Un robot d'inspection autonome

Sur un site chimie-énergie classé Seveso, un robot d'inspection autonome pour voir et entendre ce que les rondes humaines ne peuvent pas. Déploiement en cours, bénéfices en cours d'évaluation.

Un robot quadrupède d'inspection en ronde autonome dans une installation industrielle, entre les lignes de tuyauterie.
Le contexte
Un site industriel de chimie / énergie à procédé continu, classé Seveso, avec plusieurs unités (utilités, fermentation, purification).

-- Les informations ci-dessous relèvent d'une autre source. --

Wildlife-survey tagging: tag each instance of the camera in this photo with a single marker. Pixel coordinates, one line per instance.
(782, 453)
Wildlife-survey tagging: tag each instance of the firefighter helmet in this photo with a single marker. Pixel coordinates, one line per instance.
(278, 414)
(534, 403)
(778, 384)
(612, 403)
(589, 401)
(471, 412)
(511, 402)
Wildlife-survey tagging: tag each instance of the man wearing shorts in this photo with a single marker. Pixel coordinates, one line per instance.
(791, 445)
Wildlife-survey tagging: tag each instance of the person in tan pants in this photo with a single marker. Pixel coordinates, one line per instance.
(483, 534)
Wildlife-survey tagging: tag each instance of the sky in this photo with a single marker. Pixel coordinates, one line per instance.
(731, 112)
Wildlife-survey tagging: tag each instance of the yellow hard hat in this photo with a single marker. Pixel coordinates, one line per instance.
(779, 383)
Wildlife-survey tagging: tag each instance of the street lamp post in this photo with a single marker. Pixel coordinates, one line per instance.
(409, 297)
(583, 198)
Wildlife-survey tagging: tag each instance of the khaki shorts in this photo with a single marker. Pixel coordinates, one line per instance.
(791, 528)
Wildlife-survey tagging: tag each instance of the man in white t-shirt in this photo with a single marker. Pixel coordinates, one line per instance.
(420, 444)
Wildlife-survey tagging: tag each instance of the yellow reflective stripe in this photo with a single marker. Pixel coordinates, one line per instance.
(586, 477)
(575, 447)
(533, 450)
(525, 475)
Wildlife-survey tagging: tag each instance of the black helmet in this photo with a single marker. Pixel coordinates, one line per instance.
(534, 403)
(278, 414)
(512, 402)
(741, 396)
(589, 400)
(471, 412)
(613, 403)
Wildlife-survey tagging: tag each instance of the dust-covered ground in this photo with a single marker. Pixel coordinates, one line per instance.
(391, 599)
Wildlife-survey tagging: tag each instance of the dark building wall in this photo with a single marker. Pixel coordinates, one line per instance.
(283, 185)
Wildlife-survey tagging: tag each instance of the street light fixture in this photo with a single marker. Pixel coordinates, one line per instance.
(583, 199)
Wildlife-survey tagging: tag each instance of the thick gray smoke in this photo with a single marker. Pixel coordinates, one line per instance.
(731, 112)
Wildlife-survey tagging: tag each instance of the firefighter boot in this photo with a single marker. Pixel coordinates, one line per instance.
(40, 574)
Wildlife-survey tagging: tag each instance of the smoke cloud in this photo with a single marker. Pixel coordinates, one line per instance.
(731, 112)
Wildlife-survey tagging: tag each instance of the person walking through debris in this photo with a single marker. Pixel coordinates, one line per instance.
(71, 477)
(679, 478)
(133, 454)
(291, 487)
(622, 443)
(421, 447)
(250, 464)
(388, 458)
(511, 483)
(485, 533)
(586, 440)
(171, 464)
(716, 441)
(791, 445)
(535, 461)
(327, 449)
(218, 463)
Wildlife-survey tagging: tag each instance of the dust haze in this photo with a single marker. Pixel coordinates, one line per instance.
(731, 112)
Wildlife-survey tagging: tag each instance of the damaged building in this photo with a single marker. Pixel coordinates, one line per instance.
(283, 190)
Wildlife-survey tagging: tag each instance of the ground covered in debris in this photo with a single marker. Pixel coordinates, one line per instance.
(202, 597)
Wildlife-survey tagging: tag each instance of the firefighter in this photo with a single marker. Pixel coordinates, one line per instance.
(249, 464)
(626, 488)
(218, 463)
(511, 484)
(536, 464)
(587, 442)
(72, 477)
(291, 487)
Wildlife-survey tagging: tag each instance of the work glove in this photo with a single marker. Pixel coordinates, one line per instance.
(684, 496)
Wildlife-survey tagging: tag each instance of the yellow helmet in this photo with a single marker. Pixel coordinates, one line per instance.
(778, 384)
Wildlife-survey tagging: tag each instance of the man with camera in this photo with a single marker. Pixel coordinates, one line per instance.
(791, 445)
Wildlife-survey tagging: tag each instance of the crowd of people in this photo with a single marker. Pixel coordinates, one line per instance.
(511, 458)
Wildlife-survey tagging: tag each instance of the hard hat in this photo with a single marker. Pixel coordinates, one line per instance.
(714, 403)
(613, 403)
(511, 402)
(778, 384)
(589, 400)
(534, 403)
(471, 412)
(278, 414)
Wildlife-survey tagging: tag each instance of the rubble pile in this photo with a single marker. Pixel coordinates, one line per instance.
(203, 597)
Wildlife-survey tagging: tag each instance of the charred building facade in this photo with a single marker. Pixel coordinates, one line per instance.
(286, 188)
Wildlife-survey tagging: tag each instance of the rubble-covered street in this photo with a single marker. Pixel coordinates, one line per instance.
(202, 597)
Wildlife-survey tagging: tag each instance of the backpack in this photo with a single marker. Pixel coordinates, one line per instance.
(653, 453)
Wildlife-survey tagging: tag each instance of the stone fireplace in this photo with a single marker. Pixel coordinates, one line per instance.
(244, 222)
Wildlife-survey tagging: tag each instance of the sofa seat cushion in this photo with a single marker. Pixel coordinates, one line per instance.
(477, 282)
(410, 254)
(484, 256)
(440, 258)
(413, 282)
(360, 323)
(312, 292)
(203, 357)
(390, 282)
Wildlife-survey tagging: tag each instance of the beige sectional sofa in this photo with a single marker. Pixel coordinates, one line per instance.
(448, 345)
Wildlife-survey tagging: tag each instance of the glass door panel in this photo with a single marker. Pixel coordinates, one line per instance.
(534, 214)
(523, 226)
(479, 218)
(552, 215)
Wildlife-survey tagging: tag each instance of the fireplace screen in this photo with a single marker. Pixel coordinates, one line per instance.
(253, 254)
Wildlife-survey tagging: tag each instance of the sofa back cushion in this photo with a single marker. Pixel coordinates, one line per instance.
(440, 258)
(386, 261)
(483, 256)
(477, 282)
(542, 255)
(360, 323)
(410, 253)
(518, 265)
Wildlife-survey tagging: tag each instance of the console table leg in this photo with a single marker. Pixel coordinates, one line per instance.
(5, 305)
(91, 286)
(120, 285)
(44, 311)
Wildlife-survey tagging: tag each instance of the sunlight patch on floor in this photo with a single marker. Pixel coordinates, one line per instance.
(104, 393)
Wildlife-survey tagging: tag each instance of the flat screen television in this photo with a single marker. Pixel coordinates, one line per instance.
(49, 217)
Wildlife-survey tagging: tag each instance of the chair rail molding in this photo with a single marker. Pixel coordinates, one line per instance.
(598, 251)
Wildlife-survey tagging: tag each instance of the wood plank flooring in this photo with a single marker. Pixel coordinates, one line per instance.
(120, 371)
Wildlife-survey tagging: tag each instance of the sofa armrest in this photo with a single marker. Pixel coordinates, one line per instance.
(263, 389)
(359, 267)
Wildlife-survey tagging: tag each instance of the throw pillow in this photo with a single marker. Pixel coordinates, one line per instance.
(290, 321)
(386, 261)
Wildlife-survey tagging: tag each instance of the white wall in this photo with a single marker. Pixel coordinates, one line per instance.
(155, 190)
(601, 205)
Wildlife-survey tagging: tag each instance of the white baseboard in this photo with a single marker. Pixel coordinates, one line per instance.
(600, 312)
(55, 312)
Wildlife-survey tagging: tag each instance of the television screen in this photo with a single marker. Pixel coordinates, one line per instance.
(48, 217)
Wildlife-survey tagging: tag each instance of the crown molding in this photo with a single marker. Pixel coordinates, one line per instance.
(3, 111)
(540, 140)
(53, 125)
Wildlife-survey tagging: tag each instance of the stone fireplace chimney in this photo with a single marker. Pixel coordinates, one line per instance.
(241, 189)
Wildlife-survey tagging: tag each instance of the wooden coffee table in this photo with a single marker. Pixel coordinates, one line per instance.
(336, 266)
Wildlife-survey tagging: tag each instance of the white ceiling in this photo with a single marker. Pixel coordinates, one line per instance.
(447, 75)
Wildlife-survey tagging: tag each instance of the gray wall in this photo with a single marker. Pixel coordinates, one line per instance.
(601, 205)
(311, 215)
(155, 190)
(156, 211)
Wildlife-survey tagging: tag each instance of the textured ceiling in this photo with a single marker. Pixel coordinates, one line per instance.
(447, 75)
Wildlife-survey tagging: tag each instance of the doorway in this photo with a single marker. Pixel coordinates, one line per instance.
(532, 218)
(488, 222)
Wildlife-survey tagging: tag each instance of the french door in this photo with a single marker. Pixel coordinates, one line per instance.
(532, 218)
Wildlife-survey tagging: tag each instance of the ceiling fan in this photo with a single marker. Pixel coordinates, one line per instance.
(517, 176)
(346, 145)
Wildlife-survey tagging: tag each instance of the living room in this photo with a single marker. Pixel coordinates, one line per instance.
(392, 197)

L'enjeu : surveiller les équipements et capter des données que les rondes humaines ne voient pas, sans exposer les équipes aux zones à risque.
L'irritant vécu
Une ronde humaine ne peut pas tout entendre ni tout voir. Une fuite d'air à 80 kHz reste inaudible, même usine à l'arrêt. Un extincteur décroché, un capteur en défaut : l'anomalie passe inaperçue jusqu'au prochain contrôle. Pour localiser ses fuites, le site en est à arrêter l'usine deux mois tous les trois ans. Et certaines vérifications exposent l'humain : pour une fuite d'ammoniac à la sphère, on envoie aujourd'hui quelqu'un en combinaison.
La démarche
Surtout pas « un robot partout ». Une trentaine de cas d'usage ont été passés au crible (valeur, impact sécurité, impact énergie, effort), et tout ce qui est déjà couvert par un capteur fixe a été délibérément écarté. Le robot arrive en autonomie supervisée : chaque mission est validée par un référent avant d'être lâchée seule, il est intégré à l'accueil sécurité avec une analyse de risque HSE, et les rondes humaines ne disparaissent pas. Une grande part du travail, c'est l'acceptation : présentations aux équipes, concours interne pour le baptiser, et même un « robot shower » pour le faire adopter par toute l'organisation.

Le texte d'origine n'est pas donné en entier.